Data Analyst
Data Analysts turn data into information that can then turn into insights and decisions. Visualizing data becomes a critical need to achieve this.
The platform is built to be as self service, providing analysts with a wide array of tools to explore, process and visualize data.
(1) Charting libraries enable all data tables in the platform to be easily visualized. The platform automatically understands different data types and pre-processes them into measures and dimensions, making it easy to drag and drop these columns to required chart type and visualize data.
(2) Before analysts can work on structured data, it needs to go through a process of connecting to data sources, ETL pipelines and defined data schema then lands at a Data Warehouse to be analyzed. The platform automates and executes a lot of these steps. An Analyst just needs to connect the data sources, and the platform automatically identifies relationships and with a simple search and selection of columns, the Analyst can create a schema like a data warehouse and start analyzing the data.
(3) The platform enables analysts to design and build their dashboards. Automation helps dashboards to be live and up to date. Transactional data and real-time data streams can also be visualized on these dashboards, empowering organizations to make faster business decisions.
Data Engineer
Data engineers bring data from multiple sources, performing ETL and making it accessible to the data team by providing the data in a structured form.
The platform automates a lot of the redundant or repetitive tasks done by data engineers:
(1) The platform helps in data discovery to search and identify how and where their data is stored, and provides details such as column names and data types. It also identifies potential primary and foreign key relationships between data sources, to understand how data is structured.
(2) The platform has pre-built connectors for the basic databases such as MySQL, MongDB, … It keeps updating new connectors as needed.
(3) Quickly set up pipelines by configuring data sources, operators and destinations, with drag & drop ETL. Pre-built operators like filters, joins, math functions, null value replacements etc. can be applied to data sources and then stored in specified destinations. Schedule pipelines to run at required frequencies or run them manually. Data engineers can also choose between serverless or Spark to execute these pipelines.
(4) The platform provides flexibility to bring in your own scripts and run it on the code engine block. Your scripts can be imported to run on the platform without any additional environment set-up. Just select your language, code dependencies and upload your script and seamlessly run it on your specified infrastructure. The code engine supports versioning and collaboration as well.
Data Scientist
Data Scientists generate insights from data that are not visible by just analyzing it.
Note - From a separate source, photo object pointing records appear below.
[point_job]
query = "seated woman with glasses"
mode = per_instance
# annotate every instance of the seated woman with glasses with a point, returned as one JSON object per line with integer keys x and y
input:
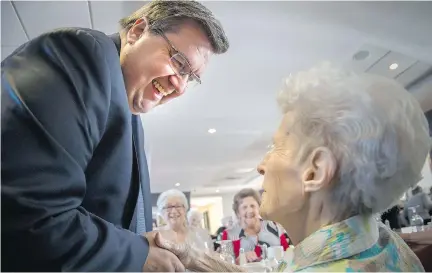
{"x": 252, "y": 232}
{"x": 173, "y": 206}
{"x": 348, "y": 147}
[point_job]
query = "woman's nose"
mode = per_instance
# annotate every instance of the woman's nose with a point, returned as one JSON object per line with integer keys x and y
{"x": 262, "y": 166}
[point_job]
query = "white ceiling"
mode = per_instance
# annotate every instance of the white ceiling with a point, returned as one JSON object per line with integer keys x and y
{"x": 269, "y": 40}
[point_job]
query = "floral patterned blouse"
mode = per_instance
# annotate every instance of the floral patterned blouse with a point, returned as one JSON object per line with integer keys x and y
{"x": 358, "y": 244}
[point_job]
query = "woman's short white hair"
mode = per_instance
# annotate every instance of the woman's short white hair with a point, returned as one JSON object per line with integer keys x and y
{"x": 164, "y": 196}
{"x": 375, "y": 129}
{"x": 195, "y": 213}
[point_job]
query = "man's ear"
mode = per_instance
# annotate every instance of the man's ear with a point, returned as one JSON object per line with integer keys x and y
{"x": 320, "y": 170}
{"x": 139, "y": 28}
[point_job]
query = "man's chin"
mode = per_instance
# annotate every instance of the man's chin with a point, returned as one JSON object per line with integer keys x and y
{"x": 145, "y": 108}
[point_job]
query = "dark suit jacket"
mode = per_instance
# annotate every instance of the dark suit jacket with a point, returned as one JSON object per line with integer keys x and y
{"x": 72, "y": 157}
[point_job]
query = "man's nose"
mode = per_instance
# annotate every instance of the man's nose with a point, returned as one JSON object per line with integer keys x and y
{"x": 179, "y": 83}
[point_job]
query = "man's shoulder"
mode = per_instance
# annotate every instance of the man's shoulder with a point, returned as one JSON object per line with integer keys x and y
{"x": 76, "y": 33}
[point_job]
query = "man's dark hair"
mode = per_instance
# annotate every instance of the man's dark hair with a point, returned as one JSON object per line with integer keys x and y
{"x": 168, "y": 16}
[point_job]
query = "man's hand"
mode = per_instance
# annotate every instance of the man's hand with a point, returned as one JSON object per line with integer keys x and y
{"x": 159, "y": 259}
{"x": 169, "y": 240}
{"x": 193, "y": 259}
{"x": 251, "y": 257}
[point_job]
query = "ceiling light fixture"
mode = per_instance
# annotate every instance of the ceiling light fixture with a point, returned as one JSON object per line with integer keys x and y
{"x": 393, "y": 66}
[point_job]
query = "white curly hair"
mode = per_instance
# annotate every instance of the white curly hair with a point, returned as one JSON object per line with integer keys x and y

They explore data and connect the dots in unique ways to help businesses truly unlock the potential in their data, for insights.
The platform is built keeping in mind the entire life cycle of data science initiatives.
(1) The platform’s feature engineering allows data scientists to easily search for the data they are looking for, bring it together, transform it and enrich the data. Drag and drop interface makes it intuitive to select any of the pre-built operators and custom code engine blocks to prepare the data for machine learning.
(2) Data scientists can visualize data using built-in charting libraries. All data sources in platform provide data scientists with statistics such as row and column count, min-max values, mean and averages and several other information helping them make better data preparation and feature engineering decisions.
(3) Multiple common machine learning models utilized by data scientists are available on the platform through libraries. Data scientists need to select the features, select the models they want to train, input the model parameters and run the pipeline. The platform can execute the training of these models and provide metrics on the evaluation of these models like error rates, f-scores, AUC and ROC curves, confusion matrix etc.
(4) Data scientists usually rely on IT teams to set up their infrastructure and help them deploy their models into production. The platform’s MLOps features helps data scientists themselves to deploy multiple models into production and generate REST APIs for consumption by other applications. Real-time scoring capabilities and model drift monitoring help data scientists experiment and run their models in real-life scenarios rather than just being POCs restricted to test data.